Bernard Collot starts from the principle that, in a single class, without scholarly method and even without method at all, all children learn to read and write. According to him, the problem of writing-reading is first of all that of the construction and existence of groups (classes, siblings, families, groups of friends, etc.) who use writing for their lives.

Preparing for the writing act

Drawing and painting are a form of self- projection . Every child should be able to draw or paint freely, without instructions, when he wants, at any time, whatever his age, without there being any value judgments made on his expression; that is to say, freed from all adult gaze.

Listen to yourself, film yourself

Filming or recording oneself in audio are forms of deferred language for the child if he can use them freely. The child will project something on a support that he can listen to (listen to himself) and make listen to shifted in time and space.

Thus, Bernard Collot had installed a recording workshop in his class. Each child could do whatever he wanted there. The children had plenty of time to listen to each other again, to fade away, to start over, to have a friend listen, to say nonsense, to laugh at their nonsense. Audio recording or video are communication media because parents, brothers and sisters or friends will want and be able to listen to it in a deferred communication process . It is in this exchange that languages ​​have meaning.

For Bernard Collot, writing is a language that is constructed in the same way as oral language is constructed: in human interaction and for the purpose of self-projection. It is therefore essential that children see adults write for everyday life and enjoy writing . He invites adults (teachers and parents) to write poems, but even more nonsense . Teachers can even display their writings with those of the children in the classroom.

Besides, adult writing doesn’t have to be perfect.

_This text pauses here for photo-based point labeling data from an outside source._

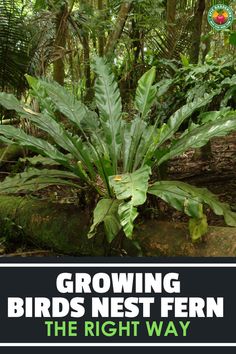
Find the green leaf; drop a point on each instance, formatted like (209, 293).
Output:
(198, 227)
(175, 121)
(34, 180)
(176, 193)
(184, 60)
(106, 212)
(232, 38)
(131, 186)
(146, 93)
(39, 160)
(9, 101)
(65, 102)
(18, 136)
(178, 198)
(127, 213)
(108, 101)
(199, 136)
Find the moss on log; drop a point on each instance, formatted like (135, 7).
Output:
(60, 227)
(10, 153)
(64, 228)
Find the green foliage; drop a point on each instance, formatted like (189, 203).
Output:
(132, 187)
(113, 155)
(191, 82)
(106, 212)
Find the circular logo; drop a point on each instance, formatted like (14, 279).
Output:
(220, 16)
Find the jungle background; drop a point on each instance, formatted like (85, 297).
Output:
(57, 40)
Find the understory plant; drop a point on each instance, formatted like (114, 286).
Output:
(112, 153)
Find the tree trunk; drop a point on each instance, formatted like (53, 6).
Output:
(119, 26)
(205, 31)
(196, 31)
(170, 16)
(60, 45)
(101, 34)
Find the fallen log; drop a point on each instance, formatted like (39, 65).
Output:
(64, 228)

An adult can write very well even if he doesn’t write such terrible things. This is valid for the other types of language: an adult can very well dance badly but dance all the same, paint clumsily but paint all the same, sing out of tune but invent songs and sing all the same.

It is not a question of provoking admiration or displaying the model to be achieved, but of showing that the accessibility of languages ​​lies only in their simple use.

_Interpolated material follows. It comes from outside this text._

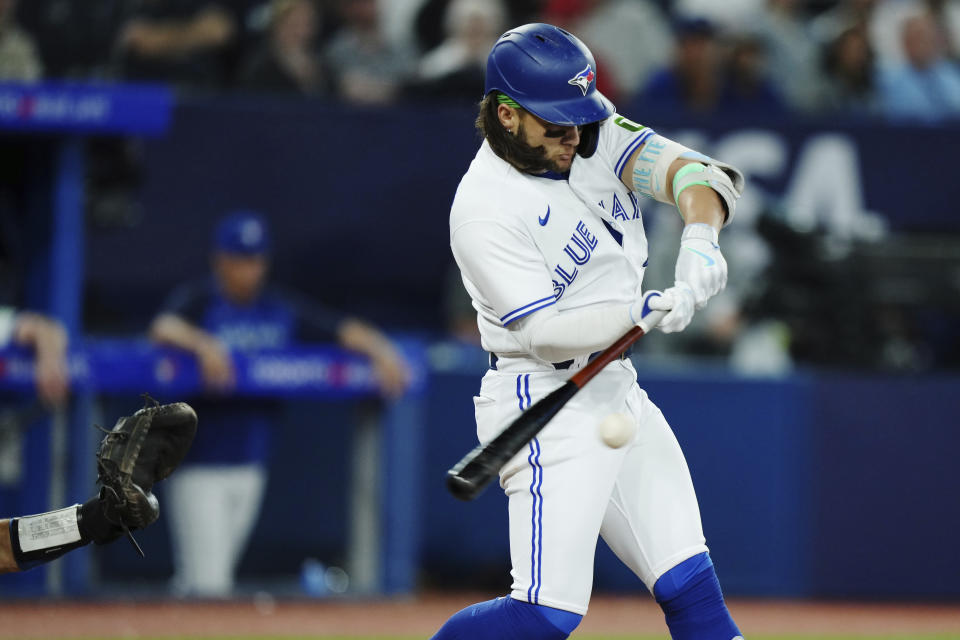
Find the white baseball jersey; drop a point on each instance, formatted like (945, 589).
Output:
(527, 242)
(524, 243)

Collot reminds us that parents who “teach” the baby to speak don’t hesitate to play tricks too. Speech comes with laughter and pleasure , acceptance and understanding of the first gibberish, corrections come later.

Automatic writing exercise

Bernard Collot suggests a game he used in his class to encourage children to write: automatic writing . It starts as a classic formal and school exercise. The adult (parent or teacher) can even “play” by imitating a serious and severe teacher by saying: “ Take a sheet and a pencil. On my signal, you must write without stopping even if it is nonsense, without thinking . The idea is that the children write whatever comes to mind, without worrying about mistakes or syntax, but above all without ever lifting the pencil during the exercise. Children have the right to write anything , even onomatopoeia. They have the right to repeat ten or twenty times the same word , if nothing else comes.

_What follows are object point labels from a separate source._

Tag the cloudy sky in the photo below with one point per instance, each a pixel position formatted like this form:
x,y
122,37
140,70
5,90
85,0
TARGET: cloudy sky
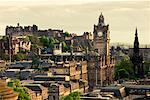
x,y
78,16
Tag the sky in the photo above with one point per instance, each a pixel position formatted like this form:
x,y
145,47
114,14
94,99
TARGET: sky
x,y
78,16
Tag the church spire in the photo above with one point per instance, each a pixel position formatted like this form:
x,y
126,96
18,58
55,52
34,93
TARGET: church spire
x,y
136,43
101,20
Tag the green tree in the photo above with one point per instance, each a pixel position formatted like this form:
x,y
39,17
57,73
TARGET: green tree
x,y
45,41
35,61
20,56
67,34
23,92
124,69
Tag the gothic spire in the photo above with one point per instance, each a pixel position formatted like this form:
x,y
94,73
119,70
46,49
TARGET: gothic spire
x,y
136,43
101,20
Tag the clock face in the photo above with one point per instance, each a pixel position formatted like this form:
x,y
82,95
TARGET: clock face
x,y
100,33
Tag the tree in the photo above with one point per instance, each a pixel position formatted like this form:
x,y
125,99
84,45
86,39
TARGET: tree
x,y
67,34
20,56
23,92
72,96
35,61
45,41
65,47
123,69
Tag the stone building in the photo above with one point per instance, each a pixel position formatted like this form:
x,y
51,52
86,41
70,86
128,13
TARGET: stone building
x,y
64,78
13,45
101,64
137,59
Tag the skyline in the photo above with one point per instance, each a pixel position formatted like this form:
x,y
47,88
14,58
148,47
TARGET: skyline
x,y
77,17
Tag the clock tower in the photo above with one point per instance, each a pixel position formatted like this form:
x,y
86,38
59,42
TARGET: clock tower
x,y
101,35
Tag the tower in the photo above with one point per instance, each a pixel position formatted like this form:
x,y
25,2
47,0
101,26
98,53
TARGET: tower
x,y
101,35
136,44
137,59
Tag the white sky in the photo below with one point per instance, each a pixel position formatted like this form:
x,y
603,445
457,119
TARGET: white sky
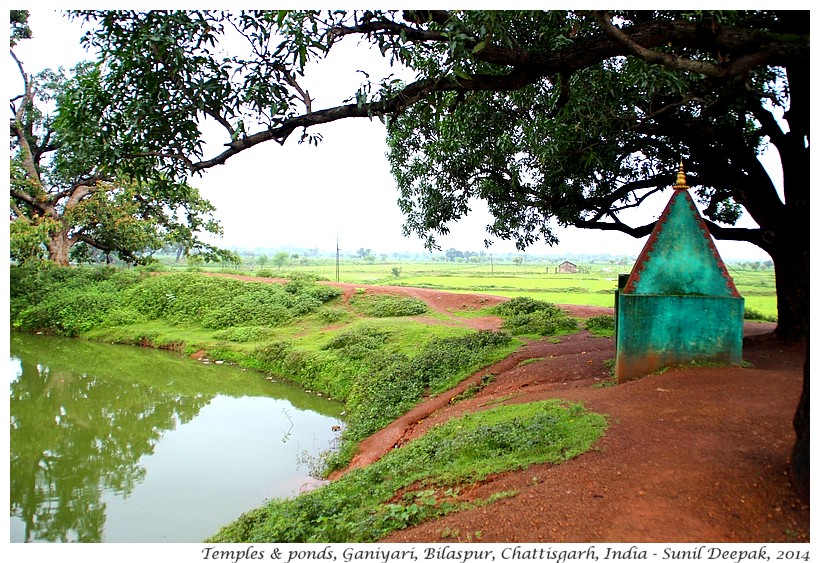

After a few minutes, the adult stops the pencils and asks everyone to look at what he has written (without the adult looking). The adult then prepares the wastebasket and tells the children to tear up their sheet and throw away what they have written. Children are likely to react with amazement, hesitation and joy.

Then it’s about doing the same thing again . The writings will again be thrown in the trash. This exercise can be repeated several times then, after a certain time, all the automatic writings will not necessarily be discarded. The children will have the choice of keeping them, having the adult read them, throwing them away, displaying them or doing what they want with them.

The objective of this exercise is to get out of the confinement that makes children believe that it is necessary to write for adults, to write properly, to write things well, to write without fail, to write after having thought a lot. Children will be able to indulge in writing, worrying only about the pleasure of writing.